Specific areas of attention
Safe-by-Design is already very attractive nationally and internationally for new and existing chemicals, nanomaterials and new applications of biotechnology. Together with other countries, the Netherlands wants to focus actively on the further development and application of Safe-by-Design. In the Netherlands, Safe-by-Design will enable fulfilment of our ambition to elevate the Dutch chemical/petrochemical industry to the safest in the world.

Safe design choices come first
Safe-by-Design seeks to make safety aspects a permanent consideration in design choices. What can go wrong with this design? Which materials and structures are potentially dangerous? How do I assess potential risks as quickly and effectively as possible? How can we modify the design to prevent these risks, for example by replacing, changing or reducing something? And if things do go wrong, how can we ensure that the damage will be limited?

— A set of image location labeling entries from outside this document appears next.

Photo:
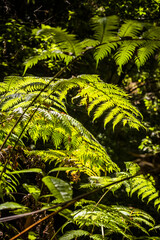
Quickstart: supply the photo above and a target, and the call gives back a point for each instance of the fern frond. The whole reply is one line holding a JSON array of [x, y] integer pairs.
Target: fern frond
[[74, 234], [113, 218], [143, 186], [130, 28], [104, 50], [101, 98]]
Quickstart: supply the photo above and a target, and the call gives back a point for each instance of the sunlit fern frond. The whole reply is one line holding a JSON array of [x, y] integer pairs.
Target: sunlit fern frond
[[105, 28], [130, 28], [110, 101], [118, 219], [146, 51], [8, 182], [143, 186]]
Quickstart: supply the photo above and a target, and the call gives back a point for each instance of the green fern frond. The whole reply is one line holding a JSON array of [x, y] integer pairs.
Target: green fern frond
[[104, 50], [146, 51], [130, 28], [105, 28], [113, 218], [101, 98], [143, 186]]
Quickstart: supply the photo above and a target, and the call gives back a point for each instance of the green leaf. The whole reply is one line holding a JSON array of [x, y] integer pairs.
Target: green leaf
[[11, 205], [31, 170], [64, 169], [33, 190], [59, 188], [73, 234]]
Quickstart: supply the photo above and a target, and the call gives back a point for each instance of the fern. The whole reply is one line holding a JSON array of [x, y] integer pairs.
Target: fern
[[143, 186], [74, 234], [112, 218], [130, 28]]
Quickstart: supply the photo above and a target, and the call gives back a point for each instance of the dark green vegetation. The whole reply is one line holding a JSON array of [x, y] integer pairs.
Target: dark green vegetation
[[79, 133]]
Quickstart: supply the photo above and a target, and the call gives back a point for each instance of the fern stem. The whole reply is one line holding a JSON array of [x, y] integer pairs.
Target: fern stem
[[10, 218], [67, 204]]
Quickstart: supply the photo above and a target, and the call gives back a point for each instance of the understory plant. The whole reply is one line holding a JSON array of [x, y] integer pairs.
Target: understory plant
[[48, 155]]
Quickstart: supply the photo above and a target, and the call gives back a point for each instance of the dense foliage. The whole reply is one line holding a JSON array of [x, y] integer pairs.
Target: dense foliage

The SafeChassis example: new, safer micro-organisms
In the SafeChassis project, researchers from Wageningen University & Research apply Safe-by-Design to synthetic biology, a branch of modern biotechnology in which properties of micro-organisms are radically altered. In SafeChassis researchers are trying to modify a bacterium, Pseudomonas putida, so that it can help to synthesize various products, from biofuels to pharmaceuticals. Safety risks are avoided by redesigning the bacterium in such a way that it can only survive under certain controlled conditions.

Integral policy
Through Safe-by-Design, the government wants to encourage researchers, designers and companies to take their responsibility in preventing risks. Policy aimed at managing risks through laws and regulations will remain fully in place. Safe-by-Design is therefore not separate from other policies aimed at a safe and healthy living environment. Like Risk policy that focuses on remediating past pollution, managing existing risks and preventing new ones. Safe-by-Design is aligned mainly with the latter goal, but can also facilitate better management of existing situations.

Safe-by-Design is closely related to government innovation policy, both for stimulating research and for stimulating companies

In case of new technological developments (such as nanotechnology and biotechnology), there is a need, in addition to the existing legal instruments and regimes, for complementary policy that is more easily adaptable to the speed and complexity of those developments. Safe-by-Design is precisely such a complement.